Der Wasserturm ist auch im Logo der Lieblingsapotheke zu sehen, das den schlichten Turm in Schwarz-Weiß in einem roten Herz zeigt. Im Viertel rund um den Wasserturm gibt es einige Wohnblocks, gegenüber einen Lidl, nebenan befindet sich ein Kaufland, Obi, Aldi und Netto sind in Laufnähe. „Die Lage ist 1A“, sagt die Apothekerin. Und die nächste Apotheke ist rund eine Viertelstunde in Richtung Innenstadt entfernt. Bei 21.200 Einwohnern hat Reichenbach nun fünf Apotheken.

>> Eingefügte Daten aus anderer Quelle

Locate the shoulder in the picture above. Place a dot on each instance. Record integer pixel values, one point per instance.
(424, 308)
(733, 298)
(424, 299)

„Am Eröffnungstag haben uns die Leute die Apotheke eingerannt“, erzählt Rockstroh. In drei Stunden kamen 300 Kunden. Auch der Bürgermeister von Reichenbach war da, um zu gratulieren. Auf 200 Quadratmetern erfüllte sich die junge Apothekerin ihren Traum von der Selbstständigkeit. Dabei konnte sie auf die Unterstützung ihrer Mutter bauen. „Ich habe damals noch als angestellte Apothekerin in Stralsund gearbeitet. “ Sie kündigte, musste aber noch drei Monate im Norden arbeiten. Parallel dazu erfolgte die Planung der Selbstständigkeit mit Kreditverhandlungen und Klärung der Einrichtungsfragen. „Mit meiner Mutter habe ich starke Rückendeckung. Und meine Schwester, die Marketing studiert hat, hat beim Logo geholfen und macht die Facebook-Betreuung.“
Rockstroh ist zielstrebig und hatte immer ein klares Ziel vor Augen. Nach dem Abitur studierte sie Pharmazie in Greifswald, stets begleitet vom Traum von der Selbstständigkeit. Zwei PTA und eine PKA bilden das Start-Team, derzeit sucht Nadine Rockstroh noch eine Apothekerin oder einen Apotheker. Besonderes Goodie: Es müssen keine Notdienste übernommen werden. „Ich habe zufällig im Haus der Apotheke kurzfristig eine Wohnung gefunden. Wenn ich Notdienst habe, muss ich also nur runter laufen.“ Deshalb übernimmt die Chefin freiwillig alle Notdienste.
Für Zweifler, die ihr die schlechte Situation vieler Apotheker vor die Nase halten, hat sie keine Zeit. Und auch kein Verständnis. Sie hat ihr Projekt schließlich akribisch geplant und ausgeführt. „Man braucht viel Elan. Wenn man zweifelt, macht man es nicht. Ich wollte gleich nach dem Studium loslegen. Ich liebe meinen Beruf, berate gerne Menschen und freue mich, wenn sie wiederkommen und erzählen, dass ich ihnen helfen konnte“, sagt sie. Und eines könnten Versandapotheken niemals leisten: „Apotheken wird es immer geben, weil Menschen sie immer brauchen werden. Stellen Sie sich einfach mal einen Notdienst übers Internet vor.“ Schlicht undenkbar. Mit ihrem jungen Team will sie die Kunden überzeugen.